Bismillahirrahmanirrahim
Artikel ini tercipta berawal saat aku yang sedang semangat-semangatnya
untuk membuat blog namun belum tahu konten apa yang akan aku buat. Kemudian aku mencoba mencari inspirasi dengan
membuka blog dari beberapa public figure Yang sudah lama menapak dunia
blog dengan karya-karyanya yang inspiratif. Singkat cerita aku membaca sebuah
artikel milik Gita savitri devi (see : Ketika Realita Berasa Mimpi Posted on July 24, 2018). Dalam artikel tersebut aku menjumpai kata
Jumawa yang asing bagiku lalu aku tertarik untuk mencari dan kemudian menjadikannya
topik pada artikel ini.

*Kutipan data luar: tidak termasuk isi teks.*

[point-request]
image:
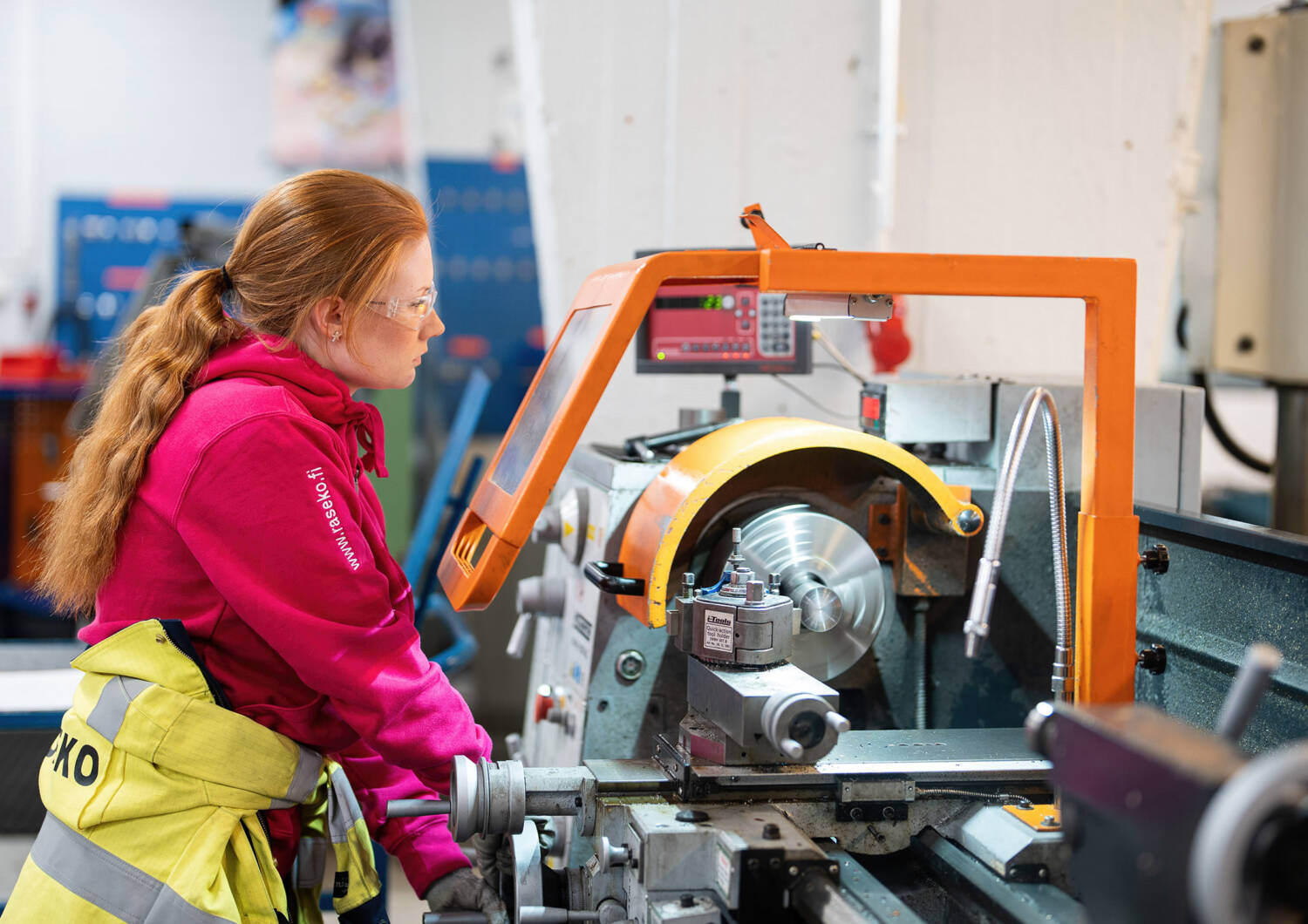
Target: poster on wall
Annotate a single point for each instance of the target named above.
(335, 99)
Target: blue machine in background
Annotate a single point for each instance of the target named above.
(104, 254)
(487, 282)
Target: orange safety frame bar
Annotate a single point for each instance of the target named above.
(499, 523)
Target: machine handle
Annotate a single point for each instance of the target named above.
(609, 578)
(1261, 660)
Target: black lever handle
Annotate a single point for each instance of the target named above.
(609, 578)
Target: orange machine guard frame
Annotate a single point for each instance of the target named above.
(554, 413)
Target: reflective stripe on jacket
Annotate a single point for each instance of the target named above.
(153, 793)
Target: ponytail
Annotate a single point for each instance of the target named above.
(161, 353)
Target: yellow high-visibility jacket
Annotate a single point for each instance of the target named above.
(153, 793)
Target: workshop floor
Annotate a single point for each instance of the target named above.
(405, 907)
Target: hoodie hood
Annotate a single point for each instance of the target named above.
(279, 363)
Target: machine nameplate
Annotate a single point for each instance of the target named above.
(724, 879)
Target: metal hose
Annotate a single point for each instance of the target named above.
(978, 625)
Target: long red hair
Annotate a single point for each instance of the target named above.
(324, 234)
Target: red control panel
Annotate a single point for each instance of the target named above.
(721, 329)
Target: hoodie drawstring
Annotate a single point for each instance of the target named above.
(365, 424)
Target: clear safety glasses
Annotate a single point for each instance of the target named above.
(408, 311)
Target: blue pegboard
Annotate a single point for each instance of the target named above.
(487, 282)
(104, 246)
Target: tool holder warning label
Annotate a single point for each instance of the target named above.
(719, 630)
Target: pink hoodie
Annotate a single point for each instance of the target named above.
(256, 526)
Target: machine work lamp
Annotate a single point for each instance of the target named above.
(819, 305)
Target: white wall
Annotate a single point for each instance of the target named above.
(162, 96)
(174, 97)
(651, 125)
(1052, 128)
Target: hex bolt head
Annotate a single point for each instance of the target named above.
(970, 521)
(630, 665)
(1155, 560)
(1153, 659)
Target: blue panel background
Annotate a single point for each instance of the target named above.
(94, 234)
(487, 282)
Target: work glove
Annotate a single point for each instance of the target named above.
(465, 890)
(494, 860)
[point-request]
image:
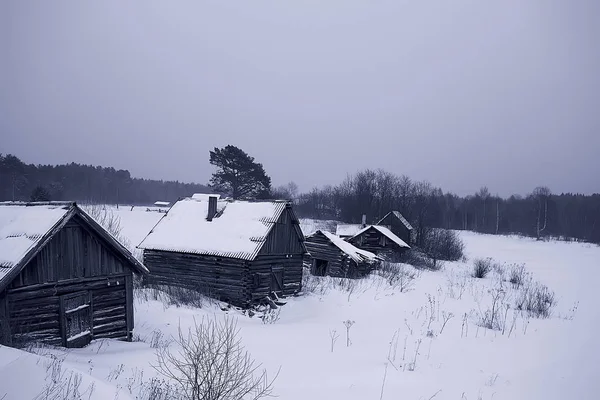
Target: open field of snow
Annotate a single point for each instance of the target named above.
(422, 342)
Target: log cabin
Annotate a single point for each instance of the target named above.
(399, 226)
(241, 252)
(381, 241)
(333, 256)
(64, 280)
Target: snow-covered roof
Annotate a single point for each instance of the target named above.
(348, 229)
(400, 217)
(386, 232)
(22, 226)
(239, 229)
(204, 196)
(353, 252)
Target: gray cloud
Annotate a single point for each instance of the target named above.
(462, 94)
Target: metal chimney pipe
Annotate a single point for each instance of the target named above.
(212, 208)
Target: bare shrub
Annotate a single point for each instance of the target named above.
(158, 389)
(517, 275)
(442, 244)
(482, 267)
(210, 363)
(398, 276)
(536, 299)
(491, 318)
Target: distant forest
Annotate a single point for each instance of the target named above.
(539, 214)
(85, 183)
(374, 193)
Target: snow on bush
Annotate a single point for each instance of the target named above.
(210, 363)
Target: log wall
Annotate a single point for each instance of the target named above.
(34, 311)
(74, 260)
(223, 278)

Seluruh isi dari artikel ini adalah pandangan secara
personal mohon untuk menyaring kembali isi dari artikel ini dan jangan
menerimanya mentah-mentah.
Jumawa, angkuh;
congkak; suka mencampuri perkara orang lain adalah sifat yang sangat mudah
mucul pada diri kita banyak faktor yang dapat menjadi pemicunya.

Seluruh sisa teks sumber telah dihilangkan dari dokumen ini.